子どもの遊びの代表格だった木登り。今では、町中にも園庭にも登れる木は少ない。それは、木を伐ることは大好きだが、植えることをしない私たち大人の仕業だ。木登りは、体全体を鍛えると同時に、危険を察知し最良を選択する力を育む。何よりも楽しい。生きた木の方が良いのだが、それが叶わないなら、園舎に枝付丸太を建てようと提案したのが始まりだった。たくさんの枝が突き出した檜を前に、保育者、施工者、設計者が一堂に会し、子どもたちにも試してもらい、立て位置はどこか、どの枝を残すのか、登り、ぶら下がって体で試し、安全と冒険の狭間で悩み、決めた。それは、リスクとハザードの仕分け作業だ。既製品の遊具と違って均質な部分は
皆無だから、100点満点はあり得ない。しかし、90点が許されるわけではない。その矛盾に満ちた判断こそ、我々大人が子どもたちのためにせねばならないことのひとつだと思う。
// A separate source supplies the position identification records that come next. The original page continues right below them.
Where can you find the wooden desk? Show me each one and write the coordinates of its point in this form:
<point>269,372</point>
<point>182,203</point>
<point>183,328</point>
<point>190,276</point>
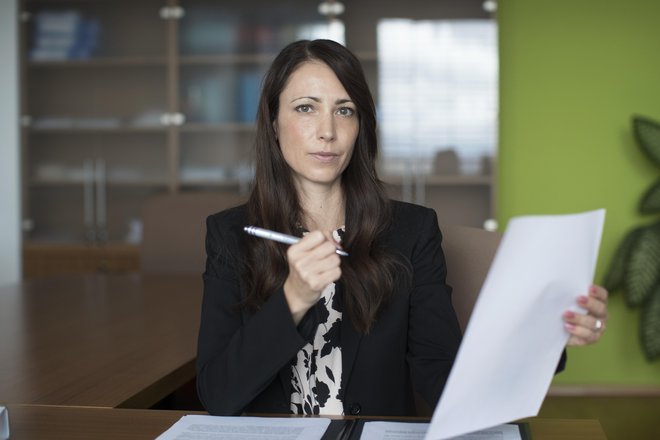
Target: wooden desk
<point>98,340</point>
<point>30,422</point>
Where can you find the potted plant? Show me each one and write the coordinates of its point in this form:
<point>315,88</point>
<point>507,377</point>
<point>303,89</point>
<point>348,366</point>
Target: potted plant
<point>635,267</point>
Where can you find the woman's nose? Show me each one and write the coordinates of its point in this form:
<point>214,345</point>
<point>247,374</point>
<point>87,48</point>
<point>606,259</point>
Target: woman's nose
<point>326,128</point>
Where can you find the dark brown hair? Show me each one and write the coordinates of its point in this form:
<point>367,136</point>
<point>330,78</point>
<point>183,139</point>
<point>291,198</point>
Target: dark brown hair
<point>369,274</point>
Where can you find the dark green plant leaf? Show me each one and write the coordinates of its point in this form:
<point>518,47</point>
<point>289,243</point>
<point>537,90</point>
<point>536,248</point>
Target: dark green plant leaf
<point>650,203</point>
<point>647,133</point>
<point>649,326</point>
<point>643,269</point>
<point>617,269</point>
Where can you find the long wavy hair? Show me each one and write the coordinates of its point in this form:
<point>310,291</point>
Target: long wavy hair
<point>369,275</point>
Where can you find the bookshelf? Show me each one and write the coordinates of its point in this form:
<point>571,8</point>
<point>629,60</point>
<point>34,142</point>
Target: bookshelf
<point>125,99</point>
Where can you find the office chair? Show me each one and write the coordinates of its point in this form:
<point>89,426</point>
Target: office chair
<point>468,253</point>
<point>174,227</point>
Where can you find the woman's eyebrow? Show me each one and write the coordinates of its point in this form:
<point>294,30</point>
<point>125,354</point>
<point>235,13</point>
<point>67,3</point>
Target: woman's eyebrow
<point>315,99</point>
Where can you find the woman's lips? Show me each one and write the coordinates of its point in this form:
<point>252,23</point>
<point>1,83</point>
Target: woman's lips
<point>324,157</point>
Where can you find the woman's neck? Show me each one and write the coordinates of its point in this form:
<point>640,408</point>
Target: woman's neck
<point>323,208</point>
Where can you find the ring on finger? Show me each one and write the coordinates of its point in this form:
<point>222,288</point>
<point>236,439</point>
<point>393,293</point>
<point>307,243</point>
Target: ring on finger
<point>598,325</point>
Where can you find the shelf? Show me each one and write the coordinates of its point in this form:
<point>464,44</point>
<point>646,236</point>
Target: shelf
<point>142,183</point>
<point>146,61</point>
<point>116,130</point>
<point>437,180</point>
<point>233,127</point>
<point>226,59</point>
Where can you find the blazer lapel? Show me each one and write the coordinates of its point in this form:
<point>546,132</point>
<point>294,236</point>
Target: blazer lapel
<point>350,342</point>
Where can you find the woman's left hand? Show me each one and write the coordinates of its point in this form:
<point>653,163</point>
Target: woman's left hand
<point>587,328</point>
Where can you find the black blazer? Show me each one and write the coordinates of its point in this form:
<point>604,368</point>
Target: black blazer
<point>244,360</point>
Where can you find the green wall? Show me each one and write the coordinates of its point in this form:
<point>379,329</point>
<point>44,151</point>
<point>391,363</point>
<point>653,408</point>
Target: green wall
<point>572,74</point>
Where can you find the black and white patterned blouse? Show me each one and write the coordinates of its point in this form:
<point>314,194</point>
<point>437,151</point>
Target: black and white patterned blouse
<point>316,371</point>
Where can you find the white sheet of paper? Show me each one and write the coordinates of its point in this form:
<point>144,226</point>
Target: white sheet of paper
<point>416,431</point>
<point>245,428</point>
<point>515,336</point>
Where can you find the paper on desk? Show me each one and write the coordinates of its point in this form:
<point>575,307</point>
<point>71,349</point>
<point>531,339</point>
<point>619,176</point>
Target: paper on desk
<point>515,336</point>
<point>262,428</point>
<point>416,431</point>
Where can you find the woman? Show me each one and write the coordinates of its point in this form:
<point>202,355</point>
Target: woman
<point>300,329</point>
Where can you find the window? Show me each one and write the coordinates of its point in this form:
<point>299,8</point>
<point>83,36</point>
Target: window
<point>437,91</point>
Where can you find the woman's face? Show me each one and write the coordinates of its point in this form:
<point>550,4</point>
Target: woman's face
<point>316,125</point>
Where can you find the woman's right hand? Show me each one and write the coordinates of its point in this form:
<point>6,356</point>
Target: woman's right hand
<point>313,264</point>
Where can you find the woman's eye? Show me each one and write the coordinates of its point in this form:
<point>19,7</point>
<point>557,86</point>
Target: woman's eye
<point>304,108</point>
<point>346,111</point>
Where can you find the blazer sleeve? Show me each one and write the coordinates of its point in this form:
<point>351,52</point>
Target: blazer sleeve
<point>238,354</point>
<point>434,334</point>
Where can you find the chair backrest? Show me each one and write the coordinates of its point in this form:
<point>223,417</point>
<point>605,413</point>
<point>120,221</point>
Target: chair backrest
<point>174,227</point>
<point>468,252</point>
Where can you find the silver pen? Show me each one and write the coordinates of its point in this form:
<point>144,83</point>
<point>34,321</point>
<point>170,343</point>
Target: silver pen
<point>279,237</point>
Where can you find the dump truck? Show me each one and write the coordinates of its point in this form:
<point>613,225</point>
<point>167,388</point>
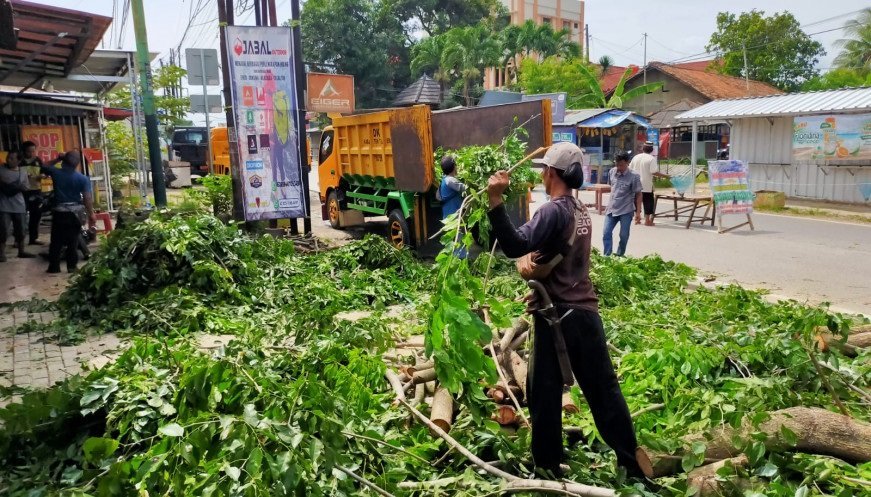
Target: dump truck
<point>381,163</point>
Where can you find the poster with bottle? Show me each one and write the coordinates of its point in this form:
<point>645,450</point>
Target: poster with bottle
<point>843,137</point>
<point>263,83</point>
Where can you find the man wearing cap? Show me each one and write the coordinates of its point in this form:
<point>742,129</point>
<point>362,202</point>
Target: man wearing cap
<point>554,249</point>
<point>646,166</point>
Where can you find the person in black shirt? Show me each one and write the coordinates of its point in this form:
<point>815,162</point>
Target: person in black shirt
<point>545,242</point>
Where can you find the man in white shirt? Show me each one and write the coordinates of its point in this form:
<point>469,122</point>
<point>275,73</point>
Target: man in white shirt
<point>646,166</point>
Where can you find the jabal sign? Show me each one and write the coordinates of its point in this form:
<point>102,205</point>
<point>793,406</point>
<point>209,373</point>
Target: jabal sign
<point>330,93</point>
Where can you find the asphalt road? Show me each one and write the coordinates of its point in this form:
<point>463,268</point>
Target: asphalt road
<point>805,259</point>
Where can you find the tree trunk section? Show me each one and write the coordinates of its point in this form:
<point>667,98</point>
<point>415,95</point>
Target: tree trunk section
<point>442,412</point>
<point>705,481</point>
<point>517,366</point>
<point>817,431</point>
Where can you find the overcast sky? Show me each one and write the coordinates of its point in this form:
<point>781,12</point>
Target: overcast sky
<point>676,28</point>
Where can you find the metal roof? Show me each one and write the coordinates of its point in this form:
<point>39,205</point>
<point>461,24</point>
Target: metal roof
<point>573,117</point>
<point>851,100</point>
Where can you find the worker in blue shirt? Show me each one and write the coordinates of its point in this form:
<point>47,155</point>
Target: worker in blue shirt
<point>73,205</point>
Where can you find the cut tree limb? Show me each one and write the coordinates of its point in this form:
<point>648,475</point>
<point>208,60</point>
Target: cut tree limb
<point>517,366</point>
<point>817,431</point>
<point>707,483</point>
<point>851,347</point>
<point>569,405</point>
<point>395,384</point>
<point>520,327</point>
<point>442,412</point>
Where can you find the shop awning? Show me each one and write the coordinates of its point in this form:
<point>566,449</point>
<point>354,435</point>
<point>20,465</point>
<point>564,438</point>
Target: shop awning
<point>49,42</point>
<point>613,117</point>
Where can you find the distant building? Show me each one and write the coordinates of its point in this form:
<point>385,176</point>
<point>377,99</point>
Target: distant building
<point>561,14</point>
<point>684,87</point>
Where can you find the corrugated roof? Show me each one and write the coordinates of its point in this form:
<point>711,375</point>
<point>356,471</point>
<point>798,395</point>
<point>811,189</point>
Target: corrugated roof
<point>423,91</point>
<point>664,118</point>
<point>793,104</point>
<point>573,117</point>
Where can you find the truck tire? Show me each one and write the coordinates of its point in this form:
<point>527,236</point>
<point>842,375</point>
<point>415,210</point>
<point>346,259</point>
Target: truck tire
<point>333,209</point>
<point>398,231</point>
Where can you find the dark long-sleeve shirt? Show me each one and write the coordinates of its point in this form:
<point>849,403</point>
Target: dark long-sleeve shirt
<point>547,233</point>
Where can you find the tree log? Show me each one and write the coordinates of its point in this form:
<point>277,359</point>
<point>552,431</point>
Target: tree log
<point>505,415</point>
<point>705,480</point>
<point>517,366</point>
<point>520,327</point>
<point>851,348</point>
<point>518,342</point>
<point>395,384</point>
<point>817,431</point>
<point>569,405</point>
<point>442,412</point>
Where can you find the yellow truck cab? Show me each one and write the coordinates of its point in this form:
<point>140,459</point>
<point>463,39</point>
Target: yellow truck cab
<point>381,163</point>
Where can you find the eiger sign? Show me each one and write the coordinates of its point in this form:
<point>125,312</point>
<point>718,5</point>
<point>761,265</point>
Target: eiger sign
<point>330,93</point>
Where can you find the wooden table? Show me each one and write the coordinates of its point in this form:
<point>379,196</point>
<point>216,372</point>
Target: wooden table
<point>599,189</point>
<point>691,210</point>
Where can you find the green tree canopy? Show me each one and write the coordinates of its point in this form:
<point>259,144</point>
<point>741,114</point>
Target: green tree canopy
<point>778,51</point>
<point>438,16</point>
<point>579,81</point>
<point>856,48</point>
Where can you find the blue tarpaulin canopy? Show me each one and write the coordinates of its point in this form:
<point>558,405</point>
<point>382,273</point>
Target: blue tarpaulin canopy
<point>613,117</point>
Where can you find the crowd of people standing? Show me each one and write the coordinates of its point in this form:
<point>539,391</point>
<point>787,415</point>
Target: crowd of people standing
<point>23,203</point>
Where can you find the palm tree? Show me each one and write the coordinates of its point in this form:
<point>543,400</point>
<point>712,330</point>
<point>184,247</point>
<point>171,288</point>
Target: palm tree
<point>427,56</point>
<point>596,97</point>
<point>467,51</point>
<point>605,62</point>
<point>856,49</point>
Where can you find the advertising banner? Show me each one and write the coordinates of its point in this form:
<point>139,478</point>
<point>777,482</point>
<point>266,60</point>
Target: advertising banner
<point>838,137</point>
<point>263,82</point>
<point>330,93</point>
<point>49,140</point>
<point>730,186</point>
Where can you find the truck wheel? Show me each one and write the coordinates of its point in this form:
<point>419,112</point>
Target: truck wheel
<point>333,209</point>
<point>398,232</point>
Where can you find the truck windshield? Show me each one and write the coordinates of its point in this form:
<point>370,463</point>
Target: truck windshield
<point>326,146</point>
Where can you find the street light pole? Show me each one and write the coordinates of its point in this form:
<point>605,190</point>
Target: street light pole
<point>151,132</point>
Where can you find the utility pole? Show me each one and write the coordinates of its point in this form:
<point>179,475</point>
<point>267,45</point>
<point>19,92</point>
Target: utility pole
<point>644,76</point>
<point>157,179</point>
<point>225,18</point>
<point>587,30</point>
元来、遊具と自然物の境界線はなかったはずだが、いつのころからか、自然物から独立してしまった。既製品が優れている部分もあるが、純粋におもしろいかどうかという観点でみると、既製品が良いとは一概に言えないのではないか。一定の角度で滑り落ちる滑り台より、斜面の段ボールすべりの方がスリルがあるし、等間隔でバーが繰り返すジャングルジムより、木登りの方が変化に富む。遊具は遊ぶためにあるのだから、おもしろさで選ぶのが自然だろう。それ以外の理由で遊具が選ばれているとすると、園庭に並ぶ既製品の遊具群が異様に映る。均質化する遊具、それとともに単純化する遊び。育ちを任せられ、責任を負わされる現場が、理想と現実の狭間で苦悶しているであろうことは想像に難くない。遊具を既製品から選ばせているのは誰なのか、私たちは自分自身を疑ってみる必要があろう。皮を剥いただけの木々に、鈴なりにしがみつく子どもたちを見ながら、子を持つ一人の大人として思った。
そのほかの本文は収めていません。